In one of the use case i need to insert 100 Billion records (one time) and then 3 billions on a daily basis. The initial setup i tried was taking a single collection and then dump everything in it. Collection was sharded on the key it was supposed to be filtered on, and no index were used (after initial filter, only handful rows are returned, indexing on date seemed like an overhead)
The first few billion records are written at a pretty descent speed, 3 billions under 2.5 hours, but as sson as the size increases and reaches 9+ billions, the speed is reduced drastically Right now there are 13 billion records in the same colleciton but the write times are >16 hours for 3 billion records
Note: 3 billion is the daily dump size
Now i’m exploring another approach where i tool 30 different collections within the same data base and same sharding configuration, and my write throughputs are consistent for each day’s write. (finishes in under 2.5 hours for all collections)
I am trying to understand why is this happening, even when i’m not using any index apart from sharded key. Hardware doesn’t seems to be a problem as writing to multiple collections is working fine.

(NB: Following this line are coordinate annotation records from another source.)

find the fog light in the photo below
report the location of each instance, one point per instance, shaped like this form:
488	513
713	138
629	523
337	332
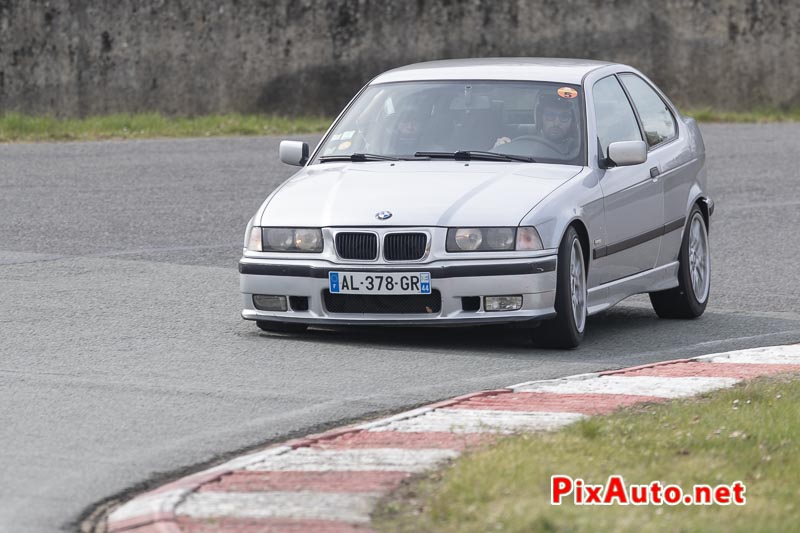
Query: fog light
502	303
266	302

That said, having mulitple collection adds an overhead which we’re hoping to avoid by using a single collection.
3 machines running mongod replica sets 64 GB Ram, 72 Cores 10 shards mounted on 2TB * 10 seperate disks (for 3 replicas total 30 disks) rest is standard, 3 config server, and 3 mongos instances Using Mongo Spark writer for writing data to mongo using PySpark.
How can i achieve my goal of writing to single collection, if not can someone explain why not?